The building itself is an overtly medieval edifice of the fifteenth century, a moment in the history of architecture when much building in Italy already looks like it belongs to the Renaissance. It is heavy, impressive, durable, but also delicate and finely wrought in places. The space is well-suited to the style of art in the collection, its large, cool, dim halls having something of an ecclesiastical feel, in which the predominantly religious themes of the collection seem comfortable – and it did in fact serve as a convent for some centuries. The displays are notably well laid out, each work given the space it requires, all matched to the geometries of the building in ways that showcase their virtues to the maximum. Clearly these museological aesthetics are hindered or abetted by the quality of the art, but in this case the art is very much on the side of the curators. Antonello da Messina’s 1476 Virgin Annunciate is one of those pieces that stares at you out of the past with modern eyes; the face of the Virgin Mary preserves the pensive, self-possessed appearance of a model that da Messina was concerned to represent as a human being, irrespective of the narrative function her image was required to fulfil within the composition. This early in the Renaissance, such realism is startling.
The majority of art in the collection is more representative of the era, an artistic period whose technical handling of the human face lends itself to amusing misinterpretation, and we had a good deal of fun imagining scenarios to explain the strangely mismatched facial expressions of the figures in various biblical scenes. Of course some of what now looks funny is not a consequence of technical shortcomings, but of the artistic conventions of the day, and it is always possible to make remarkable, moving artworks out of the technical and stylistic resources to hand. A good example of this is the dramatic six-metre fresco Trionfo della Morte, which dominates the former chapel, one of the largest galleries. There are other more famous versions of this scene, such as Pieter Bruegel the Elder’s oil on canvas work at the Prado, with which the Palermo Trionfo shares some compositional conventions, but this piece in particular is considered a definitive example of the late Italian Gothic.
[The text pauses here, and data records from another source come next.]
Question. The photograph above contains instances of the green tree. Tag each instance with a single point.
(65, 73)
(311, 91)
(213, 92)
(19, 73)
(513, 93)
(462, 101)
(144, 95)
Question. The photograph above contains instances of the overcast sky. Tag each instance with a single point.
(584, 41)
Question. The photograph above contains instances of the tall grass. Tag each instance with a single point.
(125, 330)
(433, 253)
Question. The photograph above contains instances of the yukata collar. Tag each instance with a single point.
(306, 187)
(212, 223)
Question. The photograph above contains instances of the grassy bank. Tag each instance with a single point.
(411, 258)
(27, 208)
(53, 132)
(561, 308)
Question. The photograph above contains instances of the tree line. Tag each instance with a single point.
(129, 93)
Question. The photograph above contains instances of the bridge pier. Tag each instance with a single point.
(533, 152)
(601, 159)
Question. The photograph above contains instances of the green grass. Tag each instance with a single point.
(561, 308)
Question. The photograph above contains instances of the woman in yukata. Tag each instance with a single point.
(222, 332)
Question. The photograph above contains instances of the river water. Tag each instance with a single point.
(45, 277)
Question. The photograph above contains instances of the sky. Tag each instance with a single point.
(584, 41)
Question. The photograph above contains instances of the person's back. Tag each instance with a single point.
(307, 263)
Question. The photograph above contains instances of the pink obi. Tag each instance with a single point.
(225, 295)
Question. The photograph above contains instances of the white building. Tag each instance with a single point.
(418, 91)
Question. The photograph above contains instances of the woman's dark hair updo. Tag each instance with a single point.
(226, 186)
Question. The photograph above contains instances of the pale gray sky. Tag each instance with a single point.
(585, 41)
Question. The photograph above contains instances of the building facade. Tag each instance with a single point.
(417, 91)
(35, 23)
As in other examples, Death is riding a skeletal horse and killing people, while most of those in the scene ignore the carnage and get on with being sinful. I lack the knowledge to offer a detailed analysis of the work, which is accomplished, but has nothing of the absorbing mimetic accuracy of the late Renaissance; what struck me most was a strange modernity in the handling of certain textures. Of course it’s more to the point to discuss a Gothic influence on certain post-Impressionist painters, and I have no idea if such an influence is recognised, but the way that textile patterns in the Trionfo fill the space available to them, and push forward onto the picture plane, put me in mind of decorative tendencies in early twentieth-century painting. Matisse’s l’Atelier Rouge or Klimt’s Jurisprudence seem to have something in common with this hectoring, beautiful fresco.
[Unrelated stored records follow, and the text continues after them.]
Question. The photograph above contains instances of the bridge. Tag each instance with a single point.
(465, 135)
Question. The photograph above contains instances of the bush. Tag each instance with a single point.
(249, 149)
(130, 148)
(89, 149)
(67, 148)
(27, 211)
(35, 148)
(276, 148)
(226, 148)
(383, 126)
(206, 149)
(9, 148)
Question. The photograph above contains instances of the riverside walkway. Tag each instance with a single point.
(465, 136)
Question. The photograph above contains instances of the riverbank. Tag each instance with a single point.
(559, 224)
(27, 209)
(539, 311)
For all that the work is clearly hung with care and thought, and that the museum is not obviously falling apart, it clearly lacks the funding for regular redisplays, and the labels throughout are yellowing and typewritten. Paper yellows, and I couldn’t really date the labels by that, but cheap inkjet printers have been around for twenty-five years, and I can’t really imagine that any label produced since the mid-nineties would have been bashed out on a typewriter. I’m probably wrong, but it felt like we’d stepped back into the nineteen-eighties, when such labels were commonly seen in the UK alongside dark brown hessian-covered display boards and leaflet stands full of Shire Albums. Like other sites we visited, I guess that the Galleria Regionale della Sicilia is a victim of Sicily’s hyperabundance of heritage, which couldn’t possibly all be properly funded. In this case, institutional poverty does not detract at all from the experience, however. I’ve rarely seen a better, or more sympathetically displayed collection of medieval art.